At the public inquiry into the disaster, counsel for the Fire Officers Association (FOA), the Fire Brigades Union (FBU) and London fire brigade rubbished the allegation from Imran Khan that there was “unconscious or some conscious racism” in the way firefighters responded to the blaze in the tower, which was home to a diverse community of people from all over the world as well as the UK.
On Tuesday, Khan, representing 27 bereaved survivors and residents, said: “The use of … stereotypes, including in one instance referring to someone as ‘foreign’, in the statement of the firefighters on the face of it suggests unconscious or some conscious racism.

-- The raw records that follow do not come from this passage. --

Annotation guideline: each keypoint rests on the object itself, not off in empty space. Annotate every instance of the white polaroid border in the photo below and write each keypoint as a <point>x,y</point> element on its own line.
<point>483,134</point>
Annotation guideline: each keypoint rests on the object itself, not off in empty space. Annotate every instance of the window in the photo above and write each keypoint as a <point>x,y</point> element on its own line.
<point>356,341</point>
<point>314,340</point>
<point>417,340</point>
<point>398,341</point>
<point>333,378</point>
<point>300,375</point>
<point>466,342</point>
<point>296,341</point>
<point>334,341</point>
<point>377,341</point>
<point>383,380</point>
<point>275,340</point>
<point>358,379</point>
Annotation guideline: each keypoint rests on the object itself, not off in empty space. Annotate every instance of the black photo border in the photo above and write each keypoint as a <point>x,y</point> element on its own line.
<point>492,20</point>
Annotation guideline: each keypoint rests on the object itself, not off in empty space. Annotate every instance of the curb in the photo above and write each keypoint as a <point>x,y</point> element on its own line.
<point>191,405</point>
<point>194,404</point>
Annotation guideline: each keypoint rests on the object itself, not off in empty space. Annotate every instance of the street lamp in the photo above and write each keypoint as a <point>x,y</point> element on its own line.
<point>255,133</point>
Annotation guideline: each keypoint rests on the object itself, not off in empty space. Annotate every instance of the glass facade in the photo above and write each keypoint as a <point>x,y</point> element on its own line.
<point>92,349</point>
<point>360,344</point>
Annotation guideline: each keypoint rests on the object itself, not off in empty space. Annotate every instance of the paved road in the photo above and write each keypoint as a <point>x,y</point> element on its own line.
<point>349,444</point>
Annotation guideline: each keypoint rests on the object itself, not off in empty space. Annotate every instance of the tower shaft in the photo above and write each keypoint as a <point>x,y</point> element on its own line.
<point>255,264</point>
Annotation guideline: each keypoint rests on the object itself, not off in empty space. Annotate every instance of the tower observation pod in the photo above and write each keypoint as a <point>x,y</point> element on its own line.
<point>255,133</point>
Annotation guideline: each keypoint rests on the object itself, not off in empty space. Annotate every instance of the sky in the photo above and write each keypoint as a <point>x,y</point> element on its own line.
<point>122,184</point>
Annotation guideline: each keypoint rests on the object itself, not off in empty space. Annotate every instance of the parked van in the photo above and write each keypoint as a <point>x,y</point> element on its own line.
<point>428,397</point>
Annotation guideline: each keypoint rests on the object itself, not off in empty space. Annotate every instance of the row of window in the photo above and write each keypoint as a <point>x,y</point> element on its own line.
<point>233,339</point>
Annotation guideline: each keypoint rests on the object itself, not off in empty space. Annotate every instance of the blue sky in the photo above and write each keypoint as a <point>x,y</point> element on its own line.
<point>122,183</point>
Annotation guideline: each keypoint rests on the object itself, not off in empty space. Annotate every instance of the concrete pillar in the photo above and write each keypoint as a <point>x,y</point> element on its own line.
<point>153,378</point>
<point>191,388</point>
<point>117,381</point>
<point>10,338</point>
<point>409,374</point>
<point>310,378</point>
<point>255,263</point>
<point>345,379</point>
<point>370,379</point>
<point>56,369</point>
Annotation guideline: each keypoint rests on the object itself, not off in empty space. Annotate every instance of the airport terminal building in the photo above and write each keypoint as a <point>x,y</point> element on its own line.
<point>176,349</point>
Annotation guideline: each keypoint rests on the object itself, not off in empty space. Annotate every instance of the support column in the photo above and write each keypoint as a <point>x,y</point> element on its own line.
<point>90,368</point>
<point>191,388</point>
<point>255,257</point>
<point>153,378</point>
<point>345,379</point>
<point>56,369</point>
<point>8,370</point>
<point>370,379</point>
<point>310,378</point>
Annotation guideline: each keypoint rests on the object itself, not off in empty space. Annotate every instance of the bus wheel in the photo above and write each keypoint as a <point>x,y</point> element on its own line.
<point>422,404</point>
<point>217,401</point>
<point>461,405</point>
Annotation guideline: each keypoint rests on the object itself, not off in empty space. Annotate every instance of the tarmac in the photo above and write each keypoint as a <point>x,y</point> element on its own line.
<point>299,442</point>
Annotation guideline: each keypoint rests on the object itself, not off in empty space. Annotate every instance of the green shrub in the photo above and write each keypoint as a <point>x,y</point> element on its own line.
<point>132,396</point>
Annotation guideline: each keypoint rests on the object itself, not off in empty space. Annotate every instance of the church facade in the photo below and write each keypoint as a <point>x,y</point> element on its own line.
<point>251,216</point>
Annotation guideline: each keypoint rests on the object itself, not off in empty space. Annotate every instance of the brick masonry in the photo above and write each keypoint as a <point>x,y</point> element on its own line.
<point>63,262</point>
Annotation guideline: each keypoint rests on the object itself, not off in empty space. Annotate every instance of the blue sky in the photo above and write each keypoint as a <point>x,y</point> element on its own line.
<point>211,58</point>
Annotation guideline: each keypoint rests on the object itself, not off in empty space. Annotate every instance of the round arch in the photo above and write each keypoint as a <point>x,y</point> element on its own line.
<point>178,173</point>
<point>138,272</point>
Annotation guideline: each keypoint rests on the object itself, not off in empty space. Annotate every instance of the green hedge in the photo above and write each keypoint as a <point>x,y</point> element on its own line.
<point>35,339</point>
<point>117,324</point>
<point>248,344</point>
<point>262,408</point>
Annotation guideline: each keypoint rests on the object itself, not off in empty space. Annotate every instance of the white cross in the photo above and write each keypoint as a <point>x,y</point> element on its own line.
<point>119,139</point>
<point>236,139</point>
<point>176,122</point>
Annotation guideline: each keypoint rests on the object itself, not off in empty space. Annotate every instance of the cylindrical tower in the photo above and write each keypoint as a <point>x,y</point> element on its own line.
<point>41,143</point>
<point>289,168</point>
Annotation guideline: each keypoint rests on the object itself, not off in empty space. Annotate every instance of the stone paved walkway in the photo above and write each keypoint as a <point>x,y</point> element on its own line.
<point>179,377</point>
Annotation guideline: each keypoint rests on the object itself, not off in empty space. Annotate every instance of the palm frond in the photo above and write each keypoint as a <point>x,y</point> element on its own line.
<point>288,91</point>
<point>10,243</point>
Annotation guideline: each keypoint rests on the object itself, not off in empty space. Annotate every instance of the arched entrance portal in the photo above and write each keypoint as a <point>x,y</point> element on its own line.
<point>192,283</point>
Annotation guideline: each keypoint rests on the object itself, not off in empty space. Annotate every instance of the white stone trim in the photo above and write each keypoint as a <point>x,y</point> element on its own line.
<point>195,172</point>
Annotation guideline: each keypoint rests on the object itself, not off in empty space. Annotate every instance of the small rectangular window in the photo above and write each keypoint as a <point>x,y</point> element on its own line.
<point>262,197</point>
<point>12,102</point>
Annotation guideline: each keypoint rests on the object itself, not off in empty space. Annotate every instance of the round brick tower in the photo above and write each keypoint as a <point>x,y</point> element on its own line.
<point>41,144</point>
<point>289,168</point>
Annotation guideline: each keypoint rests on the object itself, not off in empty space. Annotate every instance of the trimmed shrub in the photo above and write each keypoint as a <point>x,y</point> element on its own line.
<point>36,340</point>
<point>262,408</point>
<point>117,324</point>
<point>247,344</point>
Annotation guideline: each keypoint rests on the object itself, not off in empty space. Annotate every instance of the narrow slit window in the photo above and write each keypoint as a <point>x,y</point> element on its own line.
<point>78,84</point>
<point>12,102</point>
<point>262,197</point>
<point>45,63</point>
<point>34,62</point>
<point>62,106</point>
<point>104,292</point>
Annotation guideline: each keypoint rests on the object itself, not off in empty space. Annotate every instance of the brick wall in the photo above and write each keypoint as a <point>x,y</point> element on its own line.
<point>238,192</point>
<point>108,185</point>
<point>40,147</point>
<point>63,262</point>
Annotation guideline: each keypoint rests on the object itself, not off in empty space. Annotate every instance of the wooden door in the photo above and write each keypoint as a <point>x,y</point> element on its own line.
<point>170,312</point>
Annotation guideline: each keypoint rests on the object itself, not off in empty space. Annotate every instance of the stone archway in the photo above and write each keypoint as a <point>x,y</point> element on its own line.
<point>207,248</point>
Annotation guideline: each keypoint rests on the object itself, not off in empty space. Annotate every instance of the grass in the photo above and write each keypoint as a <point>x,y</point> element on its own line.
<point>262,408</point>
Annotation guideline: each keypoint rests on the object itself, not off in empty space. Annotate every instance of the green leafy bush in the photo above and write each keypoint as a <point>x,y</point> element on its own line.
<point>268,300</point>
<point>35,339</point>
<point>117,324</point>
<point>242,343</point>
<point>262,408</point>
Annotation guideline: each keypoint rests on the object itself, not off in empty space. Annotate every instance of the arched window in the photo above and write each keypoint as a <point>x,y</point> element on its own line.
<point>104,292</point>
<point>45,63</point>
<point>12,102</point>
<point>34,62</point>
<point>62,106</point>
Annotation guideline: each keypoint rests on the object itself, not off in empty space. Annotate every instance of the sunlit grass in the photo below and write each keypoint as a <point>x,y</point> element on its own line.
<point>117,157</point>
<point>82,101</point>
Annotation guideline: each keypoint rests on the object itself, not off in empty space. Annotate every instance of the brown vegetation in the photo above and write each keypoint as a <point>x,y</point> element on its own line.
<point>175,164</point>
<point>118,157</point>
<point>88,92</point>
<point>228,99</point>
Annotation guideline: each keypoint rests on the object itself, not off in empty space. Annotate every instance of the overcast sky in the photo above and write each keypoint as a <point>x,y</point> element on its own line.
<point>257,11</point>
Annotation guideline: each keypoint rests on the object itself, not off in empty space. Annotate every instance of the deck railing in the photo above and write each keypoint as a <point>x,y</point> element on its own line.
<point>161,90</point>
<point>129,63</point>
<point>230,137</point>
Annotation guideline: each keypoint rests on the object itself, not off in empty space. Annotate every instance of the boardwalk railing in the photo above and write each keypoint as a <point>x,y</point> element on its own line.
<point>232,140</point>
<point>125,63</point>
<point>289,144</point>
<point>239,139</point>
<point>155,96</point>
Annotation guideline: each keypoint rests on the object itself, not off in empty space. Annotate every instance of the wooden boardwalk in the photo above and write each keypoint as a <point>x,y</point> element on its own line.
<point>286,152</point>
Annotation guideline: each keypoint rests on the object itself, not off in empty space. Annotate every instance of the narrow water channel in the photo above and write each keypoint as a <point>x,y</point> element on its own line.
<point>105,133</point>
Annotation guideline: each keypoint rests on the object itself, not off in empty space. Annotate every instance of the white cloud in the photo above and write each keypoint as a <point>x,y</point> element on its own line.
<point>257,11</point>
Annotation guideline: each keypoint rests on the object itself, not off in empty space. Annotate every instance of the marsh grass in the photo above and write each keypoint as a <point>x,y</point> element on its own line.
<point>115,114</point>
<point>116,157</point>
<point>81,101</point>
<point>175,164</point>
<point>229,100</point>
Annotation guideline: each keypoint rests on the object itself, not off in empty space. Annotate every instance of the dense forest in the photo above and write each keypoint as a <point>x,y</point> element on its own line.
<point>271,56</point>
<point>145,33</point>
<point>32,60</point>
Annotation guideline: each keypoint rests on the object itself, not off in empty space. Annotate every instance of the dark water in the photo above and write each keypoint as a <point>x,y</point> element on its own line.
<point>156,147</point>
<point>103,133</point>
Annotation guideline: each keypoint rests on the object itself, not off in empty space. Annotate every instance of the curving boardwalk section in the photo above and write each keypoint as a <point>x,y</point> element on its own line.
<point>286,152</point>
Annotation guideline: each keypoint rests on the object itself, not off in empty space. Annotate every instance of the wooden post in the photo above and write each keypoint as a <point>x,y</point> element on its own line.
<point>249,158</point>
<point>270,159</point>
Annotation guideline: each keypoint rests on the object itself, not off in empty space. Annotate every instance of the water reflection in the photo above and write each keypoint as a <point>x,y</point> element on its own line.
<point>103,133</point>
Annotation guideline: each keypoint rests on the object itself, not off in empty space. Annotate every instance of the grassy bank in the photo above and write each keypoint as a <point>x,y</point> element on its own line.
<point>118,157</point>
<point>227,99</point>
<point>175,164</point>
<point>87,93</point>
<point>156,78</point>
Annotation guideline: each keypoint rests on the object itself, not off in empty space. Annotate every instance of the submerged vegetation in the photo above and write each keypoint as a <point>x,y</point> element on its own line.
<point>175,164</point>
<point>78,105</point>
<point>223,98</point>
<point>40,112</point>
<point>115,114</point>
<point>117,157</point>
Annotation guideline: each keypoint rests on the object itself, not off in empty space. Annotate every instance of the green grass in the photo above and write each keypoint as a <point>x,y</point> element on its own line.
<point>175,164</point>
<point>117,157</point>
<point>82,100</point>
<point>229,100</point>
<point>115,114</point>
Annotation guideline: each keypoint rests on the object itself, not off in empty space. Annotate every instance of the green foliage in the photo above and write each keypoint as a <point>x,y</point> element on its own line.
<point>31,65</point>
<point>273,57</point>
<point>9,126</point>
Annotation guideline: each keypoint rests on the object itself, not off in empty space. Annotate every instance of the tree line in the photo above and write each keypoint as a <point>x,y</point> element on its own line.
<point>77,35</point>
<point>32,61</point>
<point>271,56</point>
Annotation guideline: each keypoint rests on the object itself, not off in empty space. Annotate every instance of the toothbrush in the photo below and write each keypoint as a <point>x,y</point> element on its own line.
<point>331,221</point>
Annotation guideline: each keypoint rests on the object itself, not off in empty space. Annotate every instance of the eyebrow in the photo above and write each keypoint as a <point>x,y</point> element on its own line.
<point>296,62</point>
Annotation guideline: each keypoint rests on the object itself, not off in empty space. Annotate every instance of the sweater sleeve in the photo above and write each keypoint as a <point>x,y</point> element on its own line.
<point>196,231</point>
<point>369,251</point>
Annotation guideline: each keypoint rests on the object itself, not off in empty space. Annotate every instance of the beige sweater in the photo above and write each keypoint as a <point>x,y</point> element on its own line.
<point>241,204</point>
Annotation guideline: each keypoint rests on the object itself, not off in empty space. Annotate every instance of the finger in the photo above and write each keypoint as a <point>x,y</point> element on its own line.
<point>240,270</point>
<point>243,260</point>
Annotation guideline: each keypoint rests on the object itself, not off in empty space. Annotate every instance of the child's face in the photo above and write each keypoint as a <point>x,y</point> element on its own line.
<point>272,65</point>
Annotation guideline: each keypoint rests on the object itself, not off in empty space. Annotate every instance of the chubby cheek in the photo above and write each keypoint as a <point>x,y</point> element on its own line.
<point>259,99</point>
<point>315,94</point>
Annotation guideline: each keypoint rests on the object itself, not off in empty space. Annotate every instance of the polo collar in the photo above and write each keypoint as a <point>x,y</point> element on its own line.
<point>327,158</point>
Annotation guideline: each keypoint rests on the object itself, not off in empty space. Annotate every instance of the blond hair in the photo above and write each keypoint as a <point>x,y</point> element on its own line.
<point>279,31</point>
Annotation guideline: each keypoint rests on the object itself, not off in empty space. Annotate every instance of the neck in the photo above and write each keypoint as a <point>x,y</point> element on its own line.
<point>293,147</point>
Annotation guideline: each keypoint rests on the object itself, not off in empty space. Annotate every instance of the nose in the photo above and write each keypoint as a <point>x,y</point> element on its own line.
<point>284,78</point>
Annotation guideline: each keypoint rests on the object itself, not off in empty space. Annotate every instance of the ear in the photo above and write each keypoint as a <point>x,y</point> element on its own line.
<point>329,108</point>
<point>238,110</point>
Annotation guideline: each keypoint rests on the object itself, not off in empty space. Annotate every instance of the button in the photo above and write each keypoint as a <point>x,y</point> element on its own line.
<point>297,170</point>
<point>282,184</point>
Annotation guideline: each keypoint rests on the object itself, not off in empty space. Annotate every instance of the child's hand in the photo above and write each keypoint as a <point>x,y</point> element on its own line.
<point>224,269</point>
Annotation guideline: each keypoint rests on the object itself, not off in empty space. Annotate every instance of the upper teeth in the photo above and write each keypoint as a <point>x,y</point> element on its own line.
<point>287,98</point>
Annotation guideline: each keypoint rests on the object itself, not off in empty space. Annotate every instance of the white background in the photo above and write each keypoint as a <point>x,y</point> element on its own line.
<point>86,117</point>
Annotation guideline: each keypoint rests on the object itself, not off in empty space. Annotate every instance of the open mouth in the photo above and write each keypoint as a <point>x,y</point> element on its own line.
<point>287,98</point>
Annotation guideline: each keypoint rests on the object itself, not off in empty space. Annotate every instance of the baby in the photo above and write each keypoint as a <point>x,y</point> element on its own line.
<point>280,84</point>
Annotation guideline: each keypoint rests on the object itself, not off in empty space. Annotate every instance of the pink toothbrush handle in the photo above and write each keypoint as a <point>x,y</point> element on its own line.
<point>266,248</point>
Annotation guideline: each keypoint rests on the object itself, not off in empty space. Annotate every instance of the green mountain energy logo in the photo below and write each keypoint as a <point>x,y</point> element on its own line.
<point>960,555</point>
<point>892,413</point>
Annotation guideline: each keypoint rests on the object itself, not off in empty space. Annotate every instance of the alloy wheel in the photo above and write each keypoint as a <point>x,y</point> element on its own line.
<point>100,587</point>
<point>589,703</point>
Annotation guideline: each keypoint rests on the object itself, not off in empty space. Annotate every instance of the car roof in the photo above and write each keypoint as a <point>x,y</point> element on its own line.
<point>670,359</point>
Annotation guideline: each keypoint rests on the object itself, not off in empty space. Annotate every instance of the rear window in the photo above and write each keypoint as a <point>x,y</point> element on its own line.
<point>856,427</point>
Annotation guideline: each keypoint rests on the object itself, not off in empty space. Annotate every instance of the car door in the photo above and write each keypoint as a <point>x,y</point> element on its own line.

I am doubtful that, when the adults were in charge, race-hustling lawyers were permitted to burden such inquiries with empty charges of “unconscious racism” on the part of rescuers. But those times are long gone, in more ways than one:
The inquiry also heard that firefighters were not trained in dealing with the way the blaze spread and there was no procedure for an emergency evacuation
The FBU said the evidence so far suggested firefighters had received no training in tackling a cladding fire, no training to spot breaches of compartmentation or to effect an emergency evacuation of a high-rise residential building.
I bet they’d collectively clocked hundreds of hours of diversity training though.
(Incidentally, Imran Khan is the lawyer who represented Stephen Lawrence’s family during the MacPherson enquiry.)